In het Veldwetboek, dat de rechten en verplichtingen van burgers regelt met betrekking tot ‘nabuurschapsproblemen’, staan enkele duidelijke regels over planten in de buurt van de erfscheiding:

  • Hoogstammige bomen moeten op twee meter van de scheiding staan. De afstand wordt berekend vanaf de kern van de boom tot aan de scheidingslijn.
  • Laagstammige bomen en levende hagen moeten op minstens 50 centimeter van de scheiding staan.
  • Fruitbomen mogen, als leibomen, aan weerszijden van een muur op de scheidingslijn worden geplant, zonder dat je rekening moet houden met de afstand tot die lijn.

Hoe weet je nu of een boom hoog- of laagstammig is? Dat hangt af van de boomsoort. Men kijkt daarbij naar de verwachte hoogte van de boom en de kroon- en wortelvorming. In de praktijk is een boom ‘hoogstammig’ als hij meer dan drie meter hoog is.

Wat kun je doen bij overlast of een inbreuk?

Staat er in de tuin van je buurman of -vrouw een boom te dicht bij de erfafscheiding? Dan kun je je buur verzoeken de boom te vellen. In extremis kun je hem of haar daarvoor een aangetekende brief sturen of een verzoeningsproces opstarten bij de vrederechter. Uiteindelijk kun je een echte procedure opstarten voor de vrederechter.

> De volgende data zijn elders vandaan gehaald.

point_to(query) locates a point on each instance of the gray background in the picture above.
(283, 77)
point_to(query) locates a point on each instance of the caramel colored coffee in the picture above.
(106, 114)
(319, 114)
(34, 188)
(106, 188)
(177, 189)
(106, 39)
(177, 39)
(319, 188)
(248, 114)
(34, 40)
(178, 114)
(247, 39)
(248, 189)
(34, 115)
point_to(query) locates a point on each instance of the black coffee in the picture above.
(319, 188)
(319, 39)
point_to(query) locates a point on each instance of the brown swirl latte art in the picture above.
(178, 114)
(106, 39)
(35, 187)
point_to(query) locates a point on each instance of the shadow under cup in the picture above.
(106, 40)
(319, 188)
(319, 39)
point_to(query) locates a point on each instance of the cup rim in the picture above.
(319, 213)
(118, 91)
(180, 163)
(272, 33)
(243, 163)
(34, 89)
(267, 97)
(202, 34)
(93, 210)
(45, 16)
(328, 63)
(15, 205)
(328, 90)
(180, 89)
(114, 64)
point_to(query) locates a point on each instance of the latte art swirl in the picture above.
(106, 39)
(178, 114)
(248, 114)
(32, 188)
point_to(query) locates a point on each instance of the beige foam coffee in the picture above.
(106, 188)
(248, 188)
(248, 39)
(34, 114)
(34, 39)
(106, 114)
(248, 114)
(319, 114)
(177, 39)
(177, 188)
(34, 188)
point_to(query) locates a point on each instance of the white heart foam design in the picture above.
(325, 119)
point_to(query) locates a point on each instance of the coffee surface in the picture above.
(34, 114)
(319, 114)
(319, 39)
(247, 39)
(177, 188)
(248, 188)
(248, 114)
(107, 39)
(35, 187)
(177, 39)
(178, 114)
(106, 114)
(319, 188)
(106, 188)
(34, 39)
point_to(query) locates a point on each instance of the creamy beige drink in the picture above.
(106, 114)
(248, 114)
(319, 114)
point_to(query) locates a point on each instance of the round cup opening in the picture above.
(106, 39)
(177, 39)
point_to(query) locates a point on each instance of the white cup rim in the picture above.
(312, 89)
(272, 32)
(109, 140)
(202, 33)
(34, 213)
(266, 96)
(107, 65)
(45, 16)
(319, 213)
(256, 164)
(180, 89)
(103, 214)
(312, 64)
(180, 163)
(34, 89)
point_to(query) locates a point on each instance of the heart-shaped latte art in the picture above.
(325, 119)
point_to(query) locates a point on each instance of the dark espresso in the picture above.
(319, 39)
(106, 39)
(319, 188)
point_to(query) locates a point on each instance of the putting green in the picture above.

Hopelijk komt het nooit zo ver!

Let wel: Je buur kan zich op verjaring beroepen als de boom al meer dan 30 jaar op die plaats staat. Tenzij je kunt aantonen dat de boom jou overdreven burenhinder oplevert, krijgt hij zo alsnog het gelijk aan zijn kant. Hetzelfde geldt voor een akkoord met de vorige eigenaar, een zogenaamde erfdienstbaarheid.